I was wondering if someone can help me understand the difference between ad hoc vs. canned reports in Cognos.  What do they mean by those?   And why is Report Studio for canned reports, and Query Studio/Workspace Advanced supposed to be for ad hoc reporting?

I'm going to be doing reports development for my unit, and between my team and my users, I think there is some confusion as to which is which, and the purposes for each.   So I thought I'd reach out to the group for some clarification.  many thanks for your help.  -ry


Robl

Canned reports normally means reports that are complete and ready to run.
Or possibly run overnight.
They are dashboards, standard reports. PDFs and exports.
They are reports that run daily, weekly, monthly and don't change.
'Canned' isn't a Cognos term afaik, but it is often used in the BI world.

Ad-Hoc reports are normally created when someone has a specific request.
They are normally created, run once and then discarded.

Report Studio allows you to create good looking reports, it has a lot of formatting options.
Query Studio/Workspace advance allows you access to the same package and data, but it has fewer formatting options.

Personally - I prefer to use Report Studio for both ad-hoc and canned reports because it's a tool I'm used to.
Workspace advanced is just a cut down version of report studio - and if you're going to trust users to create reports in workspace advanced you may as well train them to use report studio.

If you have a team of dedicated report developers just use Report Studio for everything.

bdbits

#2
"Canned" is commonly used in any reporting context to mean a report or query that has been saved as an object that anyone can run (with permissions of course).

"ad hoc" generally means the user is creating a report or query interactively, and may or may not save it for later use, but at least when created is something a particular user wanted to view at the time.

I do not agree that Report Studio is always preferable over Workspace Advanced for the general populace, particularly in a self-service style deployment. It is not a matter of trust, but usability. For non-technical authors, the RS interface can be a bit overwhelming. WA is also far more interactive, which can be very engaging thus encouraging self-service, and requires very little training if you have put in the effort to make a business-centric package with good metadata. Even as an IT person, WA is nice and easy for quick little ad hoc queries. And since it shares the same schema as Report Studio, you can always open your WA-generated report in RS for tweaking should you decide you need more. (And vice-versa for that matter.)

So there is no hard-and-fast rule on which one to use. Use the one you prefer, since you can share the object in both, or RS if you need its more advanced features.

Lynn

I would add that Query Studio is an older tool that will be deprecated at some point.
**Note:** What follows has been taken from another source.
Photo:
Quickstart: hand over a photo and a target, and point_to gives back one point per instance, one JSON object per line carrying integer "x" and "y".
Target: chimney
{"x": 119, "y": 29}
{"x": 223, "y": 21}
If it isn't in use currently within your environment then I'd suggest you avoid it entirely and start up with Workspace Advanced instead.

ry1633

Yeah I have heard that about QS.  I haven't taken any training with that piece, and only did one practice piece with it.  So I won't spend too much time on it.  Have started to look at Workspace Advanced and I think I like it better than Query Studio anyway.  :)

Many thanks for all your help in this thread - I'm starting to have some meetings with the users who will be doing reporting in my unit.  All this helps me clarify things a bit better.